I also built an Obsidian note that functions as a question bank. Whenever I hear someone ask a great question – in a meeting, in a conversation, in a book – I add it. I set up OpenClaw to surface a random question from that bank at the top of the note, which then feeds to my iPhone home screen. So next to my two standing prompts, there’s a rotating wildcard question I didn’t expect that helps prime me to always be in question-asking mode.
The section on professional courage hit hard. Briggs is right that asking a question can expose you and I’ve felt this before. It gives you away as someone who didn’t already know. That’s the implicit cost, and it’s why people stay quiet in rooms where they should be asking. The person willing to look uninformed is often the one doing the room a favor.
In college, I had a mentor who had this move where he would plant an idea so naturally that you thought it was your own. I started calling it “Houdini-ing.” Briggs describes something adjacent: a well-placed question can inject a thought into someone’s head without forcing it on them. This is something I’m trying to apply as a leader: talk less and make them think more.
The line that’s going to stay with me longest is the one about loving God and loving people. Briggs asks it as a discernment question for information: “How will this help me love God and love neighbor more fully?” I’ve started applying it to everything. AI especially. The question isn’t whether something can be automated. It’s whether using it makes me more loving or less. That’s a better filter than most of the frameworks I’ve seen for thinking about technology. It also explains why AI is not a great spiritual growth tool – asking questions is part of how formation happens, and outsourcing the questions to a model skips the part that matters.
Practical applications
- Two standing questions on the iPhone home screen. They interrupt the jump to conclusion.
- Obsidian question bank, refreshed by OpenClaw with a random question at the top. Rotating exposure to unfamiliar prompts.
- Before any significant conversation, prep with three questions: how do I hope this unfolds, what obstacles might come up, what could both of us gain?

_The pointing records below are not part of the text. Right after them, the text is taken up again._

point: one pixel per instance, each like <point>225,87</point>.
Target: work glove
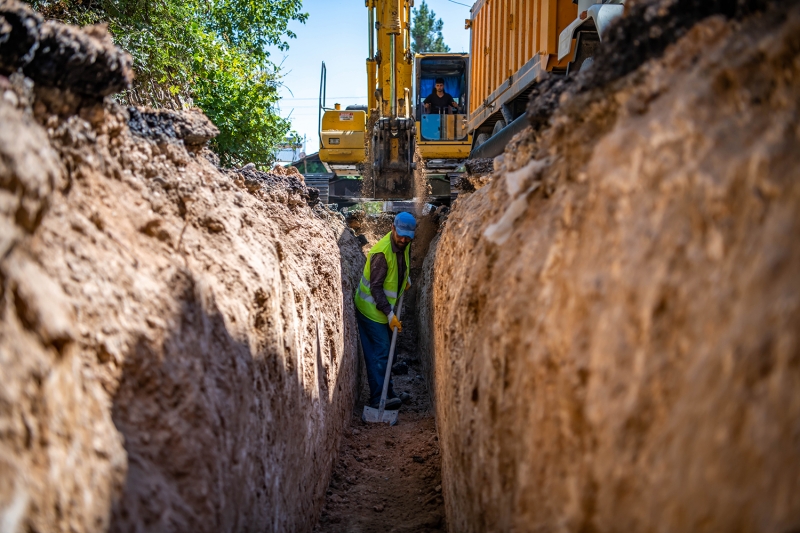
<point>394,322</point>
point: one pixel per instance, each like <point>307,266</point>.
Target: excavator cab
<point>442,138</point>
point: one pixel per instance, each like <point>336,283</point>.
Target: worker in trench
<point>386,277</point>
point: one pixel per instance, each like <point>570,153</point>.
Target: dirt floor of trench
<point>389,478</point>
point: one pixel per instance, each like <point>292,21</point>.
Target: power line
<point>330,98</point>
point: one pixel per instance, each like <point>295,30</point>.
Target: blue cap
<point>405,224</point>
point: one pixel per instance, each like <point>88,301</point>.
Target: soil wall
<point>177,343</point>
<point>614,316</point>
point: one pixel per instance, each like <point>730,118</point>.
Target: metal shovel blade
<point>374,416</point>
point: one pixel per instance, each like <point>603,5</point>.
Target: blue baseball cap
<point>405,224</point>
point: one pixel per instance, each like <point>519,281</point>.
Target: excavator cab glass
<point>445,121</point>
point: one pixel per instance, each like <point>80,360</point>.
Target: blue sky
<point>336,32</point>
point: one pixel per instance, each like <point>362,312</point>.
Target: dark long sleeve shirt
<point>377,275</point>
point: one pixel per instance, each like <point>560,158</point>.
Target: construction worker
<point>439,101</point>
<point>385,278</point>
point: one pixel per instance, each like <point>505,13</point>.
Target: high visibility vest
<point>364,301</point>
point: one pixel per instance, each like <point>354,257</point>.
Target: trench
<point>603,339</point>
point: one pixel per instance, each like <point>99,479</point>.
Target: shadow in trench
<point>222,438</point>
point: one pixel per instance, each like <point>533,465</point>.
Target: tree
<point>426,31</point>
<point>208,53</point>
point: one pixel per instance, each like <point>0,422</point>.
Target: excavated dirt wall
<point>615,315</point>
<point>177,342</point>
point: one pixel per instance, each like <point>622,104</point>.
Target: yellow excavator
<point>395,118</point>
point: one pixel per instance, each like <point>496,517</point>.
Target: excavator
<point>385,141</point>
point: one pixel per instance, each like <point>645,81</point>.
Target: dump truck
<point>512,43</point>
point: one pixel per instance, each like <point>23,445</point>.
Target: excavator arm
<point>387,160</point>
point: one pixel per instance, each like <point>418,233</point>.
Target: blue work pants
<point>376,339</point>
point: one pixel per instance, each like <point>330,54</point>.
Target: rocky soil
<point>177,342</point>
<point>613,317</point>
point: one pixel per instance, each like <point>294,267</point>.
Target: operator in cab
<point>440,102</point>
<point>385,278</point>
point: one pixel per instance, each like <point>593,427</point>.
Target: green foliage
<point>426,31</point>
<point>208,53</point>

- Treat question-asking at work as a public service, not a liability exposure. You’re not the only one who doesn’t know.
- Use the God/neighbor filter as a discernment tool for spiritual decisions, tools, habits, and what you spend time on.
Questions for further exploration
- Where in my life am I answering when I should still be asking?

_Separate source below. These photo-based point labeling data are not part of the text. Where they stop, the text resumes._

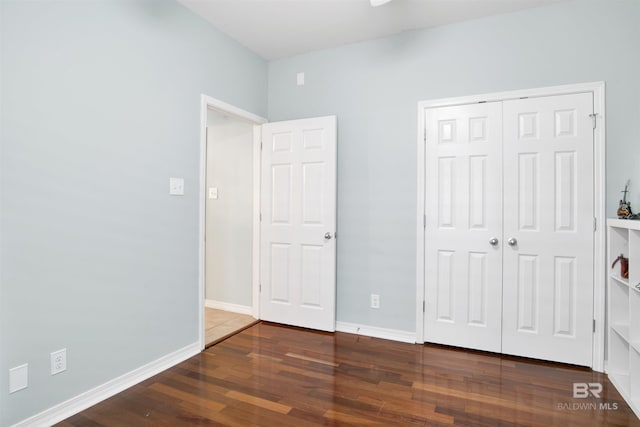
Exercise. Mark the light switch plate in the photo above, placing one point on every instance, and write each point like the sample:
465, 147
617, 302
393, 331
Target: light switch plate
176, 186
18, 378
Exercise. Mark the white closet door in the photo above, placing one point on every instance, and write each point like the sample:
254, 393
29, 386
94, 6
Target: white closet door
298, 202
463, 269
548, 219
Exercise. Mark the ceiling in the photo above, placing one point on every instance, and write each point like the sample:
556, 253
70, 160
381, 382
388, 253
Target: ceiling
280, 28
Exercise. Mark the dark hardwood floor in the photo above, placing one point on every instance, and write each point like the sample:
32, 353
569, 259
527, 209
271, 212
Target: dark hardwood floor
272, 375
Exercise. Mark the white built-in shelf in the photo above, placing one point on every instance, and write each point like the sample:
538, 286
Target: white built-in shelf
617, 278
623, 299
621, 329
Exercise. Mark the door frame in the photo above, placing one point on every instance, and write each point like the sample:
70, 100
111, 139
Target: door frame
599, 260
208, 103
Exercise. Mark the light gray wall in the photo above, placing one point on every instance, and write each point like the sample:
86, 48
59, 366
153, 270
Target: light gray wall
100, 106
374, 87
229, 218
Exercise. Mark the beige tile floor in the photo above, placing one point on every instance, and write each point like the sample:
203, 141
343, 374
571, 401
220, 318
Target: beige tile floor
220, 324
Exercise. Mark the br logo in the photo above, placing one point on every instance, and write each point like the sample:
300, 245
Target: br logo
584, 390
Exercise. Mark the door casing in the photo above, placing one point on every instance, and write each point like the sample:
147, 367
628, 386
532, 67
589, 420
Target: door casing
598, 91
208, 103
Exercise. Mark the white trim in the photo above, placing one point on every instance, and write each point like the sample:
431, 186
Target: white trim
227, 306
421, 159
64, 410
376, 332
600, 252
207, 103
598, 90
257, 174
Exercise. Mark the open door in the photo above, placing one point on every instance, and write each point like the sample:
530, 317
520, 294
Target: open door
298, 227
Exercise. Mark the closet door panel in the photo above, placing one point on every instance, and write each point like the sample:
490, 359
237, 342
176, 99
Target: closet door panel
463, 270
548, 205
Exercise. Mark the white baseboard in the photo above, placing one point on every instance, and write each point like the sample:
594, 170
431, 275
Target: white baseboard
89, 398
227, 306
376, 332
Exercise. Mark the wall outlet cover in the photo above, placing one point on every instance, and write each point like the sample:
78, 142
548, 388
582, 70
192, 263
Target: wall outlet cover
18, 378
58, 361
176, 186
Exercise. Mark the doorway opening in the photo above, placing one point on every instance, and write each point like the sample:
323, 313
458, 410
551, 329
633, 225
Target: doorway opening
229, 220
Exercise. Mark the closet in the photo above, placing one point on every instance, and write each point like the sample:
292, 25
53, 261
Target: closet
509, 226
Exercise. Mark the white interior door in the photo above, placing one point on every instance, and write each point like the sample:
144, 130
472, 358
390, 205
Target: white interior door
298, 203
549, 215
463, 264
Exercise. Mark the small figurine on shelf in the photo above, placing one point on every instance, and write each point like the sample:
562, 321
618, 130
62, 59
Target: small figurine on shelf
624, 265
624, 209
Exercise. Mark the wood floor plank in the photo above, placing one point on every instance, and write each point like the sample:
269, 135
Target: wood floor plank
273, 375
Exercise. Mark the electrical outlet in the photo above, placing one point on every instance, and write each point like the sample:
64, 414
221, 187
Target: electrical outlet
58, 361
18, 378
375, 301
176, 186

- Which relationships would go one level deeper if I prepared one real question before walking in?
- What would it mean to build a question bank for leadership specifically, beyond normal conversation?
Connections
Related Books
- Tiny Experiments by Anne-Laure Le Cunff – I’m reading this at the same time, and the pairing has been useful. Questions don’t have to stay abstract; they can become small experiments. Briggs gives you the questions. Le Cunff gives you the structure to test them.
- Supercommunicators by Charles Duhigg – Duhigg argues for conversation preparation and getting below the surface level. Briggs gives you the question toolkit that makes Duhigg’s framework executable.
- The Righteous Mind by Jonathan Haidt – Haidt’s whole case is that direct rational argument rarely changes minds. Curiosity and genuine interest do more. Briggs is the practical application of that posture.
- Atomic Habits by James Clear – Putting questions on my home screen is just Clear’s visibility principle applied to a mental habit. The question is the cue. Formation follows exposure.